Pension reform can help China realise its vision of economic transformation
Erik Tollefson says government ambitions to foster a consumption-driven economy and inject stability into the stock market will rely greatly on a better-managed pension system
China faces an increasing number of economic policy challenges. Indeed, as Chinese markets have continued their vertiginous spasms, the lack of a long-term investor base, coupled with reduced government support, has resulted in further losses. At the same time, a slowing economy has raised concerns that China's necessary transition from an investment-based economy to one based on consumption may be stalling.
At first glance, these problems may seem tangentially linked, especially with roughly 2 per cent of China's population investing in the stock market. A policy solution does exist, however, that inherently addresses both problems: pension reform.
China's pension system suffers from a legacy of unfinished reforms. Indeed, while Deng Xiaoping and other leaders aggressively moved to open the economy and develop the manufacturing sector, the pension system remains a relic of the mixed state-market system.
Currently, three main pension schemes exist. The civil servant pension system, which was established shortly after the People's Republic was founded, is a central-government funded scheme that offers generous benefits. Private-sector workers and citizens in urban areas have their own city and county-level schemes primarily funded via personal and employer contributions. Finally, many rural citizens did not have a formal pension scheme until reforms were announced to establish a rural pension system in 2009.
This patchwork system has given rise to a number of problems. First, different schemes have different contribution and pay-out regulations; this asymmetry reinforces economic inequality, and particularly inequality between rural and urban areas.
Second, although the pension system boasts substantial assets in the aggregate, roughly 3.5 trillion yuan (HK$4.2 trillion), it does not play a substantial role in the country's equity markets. This dynamic was clearly observed in June and July as retail investors entered and subsequently exited the market amid a dizzying array of margin calls. Yet, in other equity markets, pension funds play a key role not only by maintaining ownership in key national companies, but also in stabilising the market by purchasing and holding shares in a downturn.
Finally, the lack of a comprehensive pension system may contribute to precautionary saving. China boasts a high savings rate compared with many other economies. While the high savings rate is due to many factors, including the lack of (stable) investment opportunities outside China, the piecemeal pension system is arguably a main reason older individuals and working households save more.
The country's ageing demographic profile also means it can expect a decreasing number of workers who can support the country's elderly population.
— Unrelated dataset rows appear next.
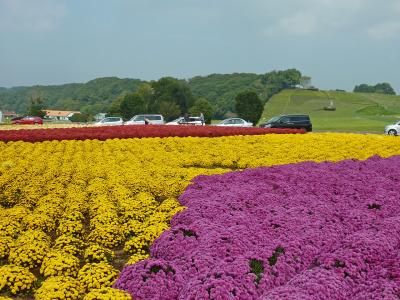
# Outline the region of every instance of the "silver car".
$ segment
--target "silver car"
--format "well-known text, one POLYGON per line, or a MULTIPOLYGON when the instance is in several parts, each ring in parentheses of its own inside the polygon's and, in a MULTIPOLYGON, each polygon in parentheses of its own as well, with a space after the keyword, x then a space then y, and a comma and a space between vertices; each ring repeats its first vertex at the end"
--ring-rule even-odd
POLYGON ((389 135, 398 135, 400 132, 400 121, 385 127, 385 133, 389 135))
POLYGON ((253 127, 253 123, 247 122, 241 118, 229 118, 222 120, 216 126, 228 126, 228 127, 253 127))
POLYGON ((94 123, 95 126, 111 126, 111 125, 124 125, 122 118, 118 117, 107 117, 103 120, 94 123))
POLYGON ((145 120, 148 120, 149 124, 164 124, 164 117, 162 115, 146 114, 133 116, 129 121, 125 122, 125 125, 144 125, 146 123, 145 120))

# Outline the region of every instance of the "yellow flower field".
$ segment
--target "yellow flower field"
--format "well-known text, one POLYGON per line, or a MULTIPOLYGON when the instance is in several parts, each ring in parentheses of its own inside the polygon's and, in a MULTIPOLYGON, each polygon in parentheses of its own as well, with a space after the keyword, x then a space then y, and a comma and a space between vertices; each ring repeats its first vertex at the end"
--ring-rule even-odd
POLYGON ((0 142, 0 297, 129 299, 109 287, 198 175, 399 154, 396 137, 333 133, 0 142))

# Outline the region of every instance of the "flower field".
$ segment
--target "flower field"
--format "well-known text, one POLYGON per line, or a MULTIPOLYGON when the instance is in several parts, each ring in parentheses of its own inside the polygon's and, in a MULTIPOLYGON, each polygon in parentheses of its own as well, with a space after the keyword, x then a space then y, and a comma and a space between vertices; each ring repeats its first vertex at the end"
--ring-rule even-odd
POLYGON ((88 126, 71 128, 50 128, 30 127, 30 129, 0 130, 0 141, 25 141, 43 142, 49 140, 87 140, 97 139, 105 141, 115 138, 145 138, 145 137, 217 137, 231 135, 259 135, 268 133, 305 133, 298 129, 279 128, 241 128, 241 127, 218 127, 218 126, 88 126), (35 128, 32 130, 32 128, 35 128))
POLYGON ((0 142, 0 299, 395 295, 399 154, 332 133, 0 142))

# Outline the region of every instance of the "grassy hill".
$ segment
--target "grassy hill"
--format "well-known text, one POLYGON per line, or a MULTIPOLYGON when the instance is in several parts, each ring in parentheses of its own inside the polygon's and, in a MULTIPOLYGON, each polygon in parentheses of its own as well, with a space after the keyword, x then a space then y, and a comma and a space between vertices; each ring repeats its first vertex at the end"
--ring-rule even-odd
POLYGON ((385 125, 400 119, 400 96, 284 90, 265 104, 260 122, 296 113, 309 114, 314 130, 382 132, 385 125), (336 111, 323 110, 331 100, 336 111))

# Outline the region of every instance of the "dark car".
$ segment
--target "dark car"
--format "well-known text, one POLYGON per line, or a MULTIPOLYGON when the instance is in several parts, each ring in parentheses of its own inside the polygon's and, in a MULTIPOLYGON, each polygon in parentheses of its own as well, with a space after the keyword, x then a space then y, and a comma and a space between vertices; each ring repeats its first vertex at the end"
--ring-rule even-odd
POLYGON ((276 116, 260 125, 262 128, 293 128, 312 131, 309 115, 282 115, 276 116))
POLYGON ((15 118, 11 120, 11 124, 43 124, 43 119, 40 117, 26 116, 23 118, 15 118))

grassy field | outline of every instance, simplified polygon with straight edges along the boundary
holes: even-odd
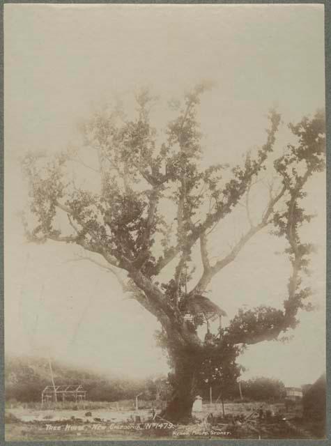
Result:
[[[147,401],[141,403],[144,408],[138,410],[132,407],[132,401],[121,401],[118,404],[86,401],[84,407],[80,403],[77,408],[62,403],[54,405],[52,408],[41,408],[37,404],[34,407],[20,405],[7,408],[6,440],[314,438],[304,429],[300,407],[291,413],[285,413],[284,406],[281,403],[225,403],[224,417],[221,404],[204,404],[201,412],[194,413],[194,423],[174,426],[157,417],[152,424],[151,402],[148,401],[149,405]],[[269,411],[268,420],[259,417],[256,410],[261,406],[265,413]],[[279,415],[276,416],[281,413],[286,417],[286,421],[281,420]]]

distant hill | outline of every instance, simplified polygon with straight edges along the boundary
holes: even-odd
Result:
[[[121,379],[94,371],[68,366],[59,361],[52,363],[56,385],[82,384],[91,401],[118,401],[132,399],[146,392],[147,380]],[[40,401],[41,392],[51,385],[47,358],[5,357],[6,401],[22,402]]]

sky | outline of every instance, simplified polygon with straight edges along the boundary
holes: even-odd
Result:
[[[167,121],[169,98],[210,79],[216,86],[200,112],[206,157],[236,162],[263,144],[271,106],[284,123],[324,107],[323,6],[6,4],[4,9],[6,351],[49,355],[109,374],[167,372],[153,338],[157,322],[123,295],[109,272],[72,261],[71,246],[25,241],[17,215],[26,200],[20,158],[29,150],[52,154],[65,148],[77,139],[77,122],[114,95],[127,98],[151,85],[160,95],[155,110],[160,123]],[[279,144],[286,134],[284,130]],[[305,232],[318,248],[309,279],[317,309],[300,314],[287,344],[249,347],[240,358],[247,369],[244,378],[265,376],[296,385],[324,371],[325,185],[323,174],[314,178],[306,202],[317,214]],[[237,226],[220,226],[213,240],[215,255],[228,236],[240,234]],[[242,305],[282,305],[289,269],[274,254],[281,248],[262,233],[212,282],[213,300],[230,317]]]

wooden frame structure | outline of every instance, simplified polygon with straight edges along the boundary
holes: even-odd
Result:
[[[86,399],[86,392],[79,385],[47,385],[41,392],[41,403],[58,401],[74,401],[76,403]]]

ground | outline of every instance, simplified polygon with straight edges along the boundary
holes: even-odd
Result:
[[[204,404],[202,412],[194,413],[194,423],[176,426],[157,416],[152,420],[151,407],[135,410],[121,403],[56,409],[27,406],[6,408],[6,441],[316,438],[302,422],[301,408],[286,413],[283,403],[225,403],[225,417],[221,404]]]

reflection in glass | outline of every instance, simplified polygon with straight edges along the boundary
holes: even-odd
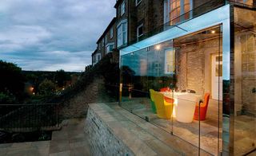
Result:
[[[234,153],[238,155],[256,146],[255,17],[254,10],[234,8]]]
[[[218,25],[122,55],[122,107],[189,142],[195,154],[219,153],[222,34]]]

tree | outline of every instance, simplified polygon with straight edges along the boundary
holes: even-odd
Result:
[[[42,96],[52,96],[55,91],[56,84],[47,79],[44,80],[38,87],[38,92]]]
[[[22,68],[13,63],[0,60],[0,92],[10,92],[22,99],[25,87]]]

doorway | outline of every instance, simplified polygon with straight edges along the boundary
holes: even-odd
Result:
[[[211,59],[211,94],[213,99],[222,100],[222,55],[218,53]]]

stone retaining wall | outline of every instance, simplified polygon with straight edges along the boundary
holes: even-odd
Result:
[[[89,137],[93,155],[134,155],[90,107],[85,133]]]

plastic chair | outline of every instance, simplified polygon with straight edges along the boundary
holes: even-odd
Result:
[[[187,89],[187,92],[189,93],[196,93],[196,92],[194,90],[192,90],[192,89]]]
[[[166,91],[170,91],[170,88],[162,88],[160,89],[160,92],[166,92]]]
[[[203,121],[206,119],[209,99],[210,99],[210,93],[206,93],[203,103],[200,104],[200,107],[198,103],[196,104],[194,119],[199,120],[199,107],[200,107],[200,121]]]
[[[154,113],[157,113],[157,110],[155,108],[155,104],[154,104],[154,99],[153,97],[153,92],[154,92],[154,91],[153,89],[150,89],[151,109]]]
[[[170,119],[173,112],[174,104],[167,103],[162,94],[154,92],[153,97],[157,108],[157,115],[159,118]]]

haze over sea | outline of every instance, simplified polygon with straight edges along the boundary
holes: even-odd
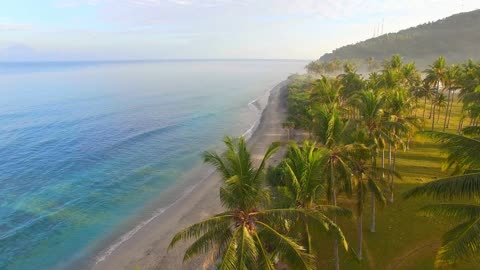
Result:
[[[65,268],[110,239],[305,64],[0,64],[0,269]]]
Beijing has introduced reforms to help bridge the gap. The State Council announced early last year that the urban and rural pension systems would be combined by 2020, attempting to standardise benefit payouts and pension administration.
The government also introduced an important reform last month to allow the nation's fund to invest in equity markets, a step that should increase returns and provide greater market stability.
Pension reforms, however, will not be a silver bullet for China's financial and economic woes. They require a long timeline, and their implementation is made more challenging still in China by the relations between the central and local governments. Indeed, Beijing's willingness to tackle the complexities may serve as a broader proxy to undertake critical economic reforms.